Stuffed Sheep Stomach

If one can find cleaned intestines in the meat markets, the same stuffing as used for the stomach may be utilized.  The intestine should be twisted, sausage size, and cooked with the stomach.

1 sheep stomach, scraped, then scrubbed with soap and very thoroughly washed

6 teaspoons salt

4 tablespoons vinegar

1 teaspoon allspice

1 teaspoon garlic powder

4 tablespoons butter

1/2-pound lamb or beef with a little fat, cut into 1/2 inch cubes

4 large onions, finely chopped

2 cups split chickpeas or 2 cups cooked chickpeas

1 1/2 cups rice

1 teaspoon pepper

1/2 teaspoon nutmeg

1/2 teaspoon cinnamon

4 tablespoons toasted pine nuts

Cut stomach into 4 pieces then rub with 4 teaspoons of the salt.  Place in a bowl, then add vinegar and cover with water. Allow standing overnight then drain and thoroughly wash, then dry.

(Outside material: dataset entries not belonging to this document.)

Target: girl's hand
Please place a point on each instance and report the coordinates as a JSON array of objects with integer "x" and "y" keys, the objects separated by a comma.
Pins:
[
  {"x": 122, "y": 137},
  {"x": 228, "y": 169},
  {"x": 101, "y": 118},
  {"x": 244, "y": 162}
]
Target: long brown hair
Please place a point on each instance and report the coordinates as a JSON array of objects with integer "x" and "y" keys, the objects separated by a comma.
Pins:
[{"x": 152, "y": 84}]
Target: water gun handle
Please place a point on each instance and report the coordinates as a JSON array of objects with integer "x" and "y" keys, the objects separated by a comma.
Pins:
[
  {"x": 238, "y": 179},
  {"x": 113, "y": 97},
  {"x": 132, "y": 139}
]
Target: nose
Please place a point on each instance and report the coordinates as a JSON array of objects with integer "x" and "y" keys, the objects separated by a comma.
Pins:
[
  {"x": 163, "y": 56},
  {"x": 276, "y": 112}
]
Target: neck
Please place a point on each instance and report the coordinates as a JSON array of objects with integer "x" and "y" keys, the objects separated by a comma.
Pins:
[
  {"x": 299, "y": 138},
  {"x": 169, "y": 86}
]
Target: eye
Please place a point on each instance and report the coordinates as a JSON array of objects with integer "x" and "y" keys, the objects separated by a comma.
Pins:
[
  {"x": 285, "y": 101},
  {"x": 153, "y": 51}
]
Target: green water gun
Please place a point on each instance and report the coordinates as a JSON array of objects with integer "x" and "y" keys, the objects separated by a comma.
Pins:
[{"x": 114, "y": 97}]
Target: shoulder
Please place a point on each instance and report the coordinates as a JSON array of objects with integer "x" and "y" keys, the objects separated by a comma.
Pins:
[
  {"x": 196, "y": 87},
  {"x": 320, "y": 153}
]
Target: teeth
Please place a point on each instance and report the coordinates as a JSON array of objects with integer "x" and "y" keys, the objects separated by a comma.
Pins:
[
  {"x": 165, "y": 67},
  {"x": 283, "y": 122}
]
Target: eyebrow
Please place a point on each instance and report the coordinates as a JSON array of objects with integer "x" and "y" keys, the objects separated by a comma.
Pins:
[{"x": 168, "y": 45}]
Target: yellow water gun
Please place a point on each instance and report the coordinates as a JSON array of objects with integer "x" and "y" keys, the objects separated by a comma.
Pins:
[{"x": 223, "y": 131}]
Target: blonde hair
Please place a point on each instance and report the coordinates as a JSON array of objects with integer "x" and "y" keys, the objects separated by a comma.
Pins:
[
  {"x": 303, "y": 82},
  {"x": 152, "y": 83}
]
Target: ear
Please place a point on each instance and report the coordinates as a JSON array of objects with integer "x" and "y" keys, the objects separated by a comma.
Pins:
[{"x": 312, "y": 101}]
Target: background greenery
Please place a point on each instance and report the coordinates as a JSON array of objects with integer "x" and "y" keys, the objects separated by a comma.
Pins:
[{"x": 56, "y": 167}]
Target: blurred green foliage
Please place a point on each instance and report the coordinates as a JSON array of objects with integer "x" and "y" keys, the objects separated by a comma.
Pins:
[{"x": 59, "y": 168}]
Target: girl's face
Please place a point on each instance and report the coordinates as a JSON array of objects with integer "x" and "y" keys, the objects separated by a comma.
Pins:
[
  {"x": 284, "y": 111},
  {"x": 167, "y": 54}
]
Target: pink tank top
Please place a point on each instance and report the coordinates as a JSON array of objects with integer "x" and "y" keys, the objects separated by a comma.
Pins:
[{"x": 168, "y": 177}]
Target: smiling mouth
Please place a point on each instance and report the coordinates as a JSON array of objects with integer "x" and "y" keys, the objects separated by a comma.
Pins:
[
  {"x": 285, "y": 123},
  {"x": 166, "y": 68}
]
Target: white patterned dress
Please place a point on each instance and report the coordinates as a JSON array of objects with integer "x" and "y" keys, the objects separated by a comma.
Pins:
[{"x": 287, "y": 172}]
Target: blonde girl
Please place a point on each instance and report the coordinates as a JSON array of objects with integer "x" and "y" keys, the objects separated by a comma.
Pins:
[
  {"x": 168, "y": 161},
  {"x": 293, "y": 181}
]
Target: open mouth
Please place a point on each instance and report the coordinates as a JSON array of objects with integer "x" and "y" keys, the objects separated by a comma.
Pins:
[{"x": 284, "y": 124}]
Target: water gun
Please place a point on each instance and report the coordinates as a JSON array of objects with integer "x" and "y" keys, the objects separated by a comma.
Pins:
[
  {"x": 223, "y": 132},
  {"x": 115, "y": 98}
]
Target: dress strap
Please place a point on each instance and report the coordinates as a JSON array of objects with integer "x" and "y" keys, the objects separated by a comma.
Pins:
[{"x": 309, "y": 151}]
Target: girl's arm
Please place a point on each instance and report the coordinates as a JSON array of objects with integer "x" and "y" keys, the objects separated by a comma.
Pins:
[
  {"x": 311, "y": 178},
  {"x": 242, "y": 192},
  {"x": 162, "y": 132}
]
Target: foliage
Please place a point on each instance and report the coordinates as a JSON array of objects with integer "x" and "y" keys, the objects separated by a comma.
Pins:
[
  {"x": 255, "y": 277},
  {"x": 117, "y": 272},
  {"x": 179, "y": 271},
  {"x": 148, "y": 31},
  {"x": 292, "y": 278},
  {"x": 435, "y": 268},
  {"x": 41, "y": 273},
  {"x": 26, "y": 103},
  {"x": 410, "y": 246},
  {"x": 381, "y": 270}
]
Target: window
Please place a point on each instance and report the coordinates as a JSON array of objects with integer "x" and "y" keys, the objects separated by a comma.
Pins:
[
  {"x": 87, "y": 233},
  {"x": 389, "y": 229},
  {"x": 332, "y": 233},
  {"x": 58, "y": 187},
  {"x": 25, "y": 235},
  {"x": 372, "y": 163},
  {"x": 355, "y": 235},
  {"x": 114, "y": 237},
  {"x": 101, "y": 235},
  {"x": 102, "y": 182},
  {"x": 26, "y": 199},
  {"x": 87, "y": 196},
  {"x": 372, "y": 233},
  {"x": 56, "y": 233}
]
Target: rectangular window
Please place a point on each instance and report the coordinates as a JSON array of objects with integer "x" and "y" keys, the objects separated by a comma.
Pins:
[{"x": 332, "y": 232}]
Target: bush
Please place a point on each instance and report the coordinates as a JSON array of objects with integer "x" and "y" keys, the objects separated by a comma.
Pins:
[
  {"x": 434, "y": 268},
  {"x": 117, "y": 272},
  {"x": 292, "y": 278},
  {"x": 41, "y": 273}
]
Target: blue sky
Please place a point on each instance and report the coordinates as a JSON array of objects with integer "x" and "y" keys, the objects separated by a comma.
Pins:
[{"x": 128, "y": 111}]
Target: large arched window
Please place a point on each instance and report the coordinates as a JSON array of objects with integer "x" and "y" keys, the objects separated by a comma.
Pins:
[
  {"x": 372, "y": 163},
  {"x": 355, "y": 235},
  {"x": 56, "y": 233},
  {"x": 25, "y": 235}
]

Mix allspice and garlic powder, then rub both inside and outside the stomach pieces.  Sew into bags with an opening then set aside.

Melt butter in a frying pan then sauté meat over medium heat until it begins to brown.  Stir in the remaining 2 teaspoons of salt, 3/4 of the onions, and remaining ingredients then set aside as a stuffing.

Stuff stomach bags then sew openings.  Place in a large saucepan along with the remaining 1/4 of the onions, then cover with water to about three inches above the stomach bags and bring to boil.  Cook for 1 hour over medium heat or until the stomach is well cooked, adding more water, if necessary, to keep the stomach covered.

Serve hot along with the ‘stomach water’ as a soup, after adding spices to taste.